L’anno scorso, a Caracas, ho visitato la casa dove era nato Simon Bolivar, el libertador. Con Anamaria, la segretaria dell’Atlantic Divers, e la figlia andiamo a vedere la casa dove morì. Anamaria ha un piccolo e vecchio motorino, subito saliamo tutti e tre sul rottame, però il mio povero sedere sul portapacchi e la gamba destra penzoloni non sopportano la tortura e quindi a metà strada fermiamo un mototaxi che con pochi pesos mi scarrozza fino a là. La “Quinta de San Pedro Alejandrino” si trova poco fuori Santa Marta, ed è un “Hacienda” costruita nel XVII secolo, dedita alla coltivazione della canna da zucchero, la produzione di rum, “panela” (zucchero grezzo in mattoni tipico della Colombia) e miele. È stata fondata nel 1608 e col tempo ha cambiato 15 proprietari, illustri personaggi della colonizzazione spagnola. Bolivar arrivò il 6 dicembre 1830, ospitato dall’allora proprietario, Joaquin de Mier. Dopo aver rinunciato alla presidenza della Colombia, pianificò viaggiare a Giamaica e poi in Europa, ma il suo stato di salute gli e lo proibì. Bolivar muore il 17 dicembre dello stesso anno. Il suo corpo fu velato nella “casa de la Aduana” (primo edificio della città, ex casa del governo ed ora sede di un museo) prima d’essere sepolto nella cattedrale, per poi essere trasferito a Caracas dodici anni più tardi, come da lui richiesto nel testamento. Da qualca parte nascosta dentro la cattedrale c’è un urna con le ceneri del cuore del Libertador, ossequiate dal Venezuela come mostra di gratitudine per aver custodito i suoi resti.
Dopo la morte di Bolivar la “Quinta” fu abbandonata fino al 1891, quando fu acquisita dal departamento (più o meno come le nostre regioni) del Magdalena e fu restaurata per la prima volta. Restavano solamente i muri, parte dei tetti caduti e i macchinari rubati o distrutti.Nel 1942 s’inaugura l’altare della patria e pochi anni più tardi si costruisce anche il museo d’arte.

sabato 8 marzo 2008

*Tutto si risolve diplomaticamente e io vado sott'acqua.
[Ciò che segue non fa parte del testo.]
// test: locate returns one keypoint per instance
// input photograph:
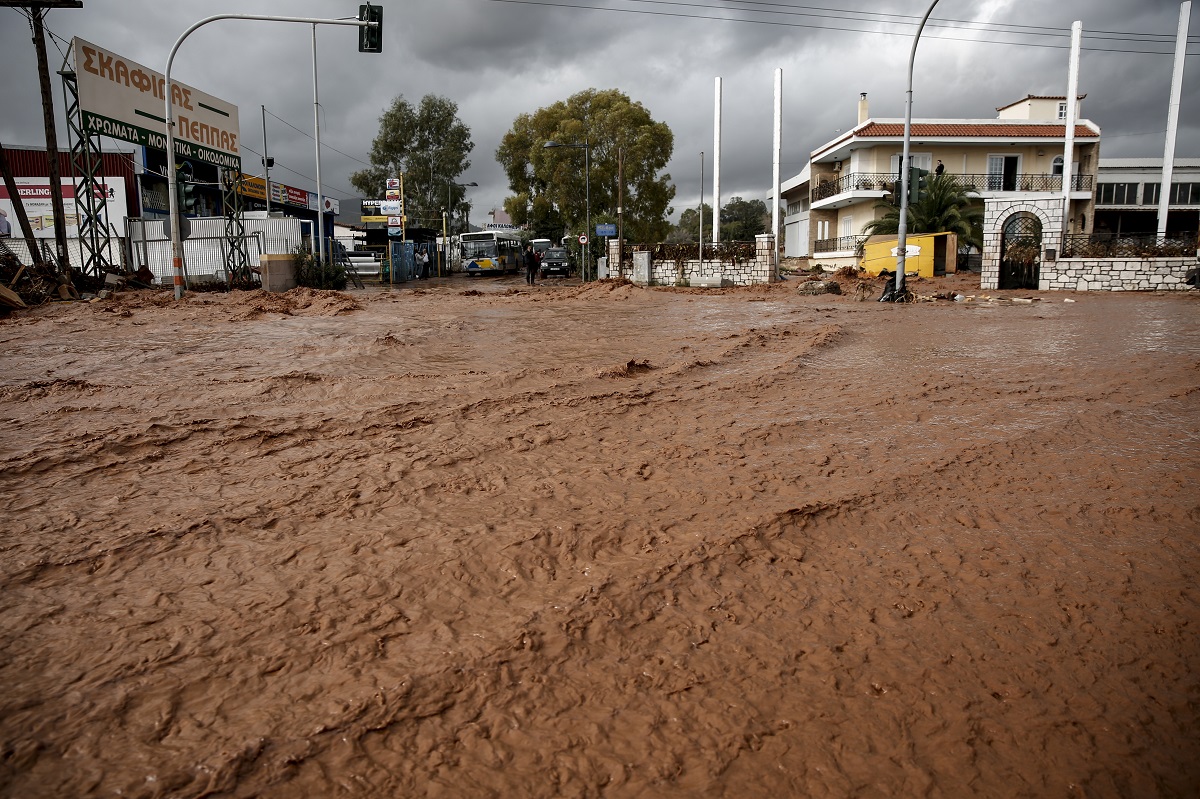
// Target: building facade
(1015, 160)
Ieri c’è stata la riunione degli stati sudamericani e dei carabi per cercare di risolvere la crisi tra Colombia, Ecuador, Venezuela e Nicaragua. Passo ore davanti alla televisione a godermela dal vivo, mentre i presidenti s’insultano a vicenda e spiegano le loro ragioni, per me ha ragione l’Ecuador, la Colombia ha violato la sovranità di un altro stato confinante invadendo il suo territorio, anche se il presidente Uribe parla bene e per certi versi si fa fatica a dargli torto. In ogni modo alla fine tutto termina con strette di mano ed abbracci, con le scuse ufficiali del presidente colombiano e la promessa che non invaderà più nessuno stato confinante, anche se nello sguardo del presidente ecuadoriano si notano odio e rancore. Le frontiere sono riaperte e i militari smobilizzati.
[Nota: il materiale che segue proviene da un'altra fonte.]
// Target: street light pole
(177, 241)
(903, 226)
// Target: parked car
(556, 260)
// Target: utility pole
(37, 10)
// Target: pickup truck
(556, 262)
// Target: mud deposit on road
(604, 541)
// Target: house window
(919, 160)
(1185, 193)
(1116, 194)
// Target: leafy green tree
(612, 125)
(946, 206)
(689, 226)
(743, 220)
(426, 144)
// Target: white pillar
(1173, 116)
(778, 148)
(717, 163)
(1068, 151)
Oggi sono andato a fare altre due immersioni nel parco Tayrona, a circa 45 minuti di motoscafo da Santa Marta, i siti li ho già esplorati, però ci vado lo stesso, visto che quelli dell’Atlantic Divers ci andavano con altre tre persone mi hanno chiamato e fatto uno sconto. C’erano forti correnti e la visibilità non era buona, qualche giorno prima, negli stessi posti, la visibilità era incredibile. Queste sono state la mia ventinovesima e trentesima immersione. Ne ho fatto otto nei dintorni di Santa Marta e tre in Argentina quest’anno.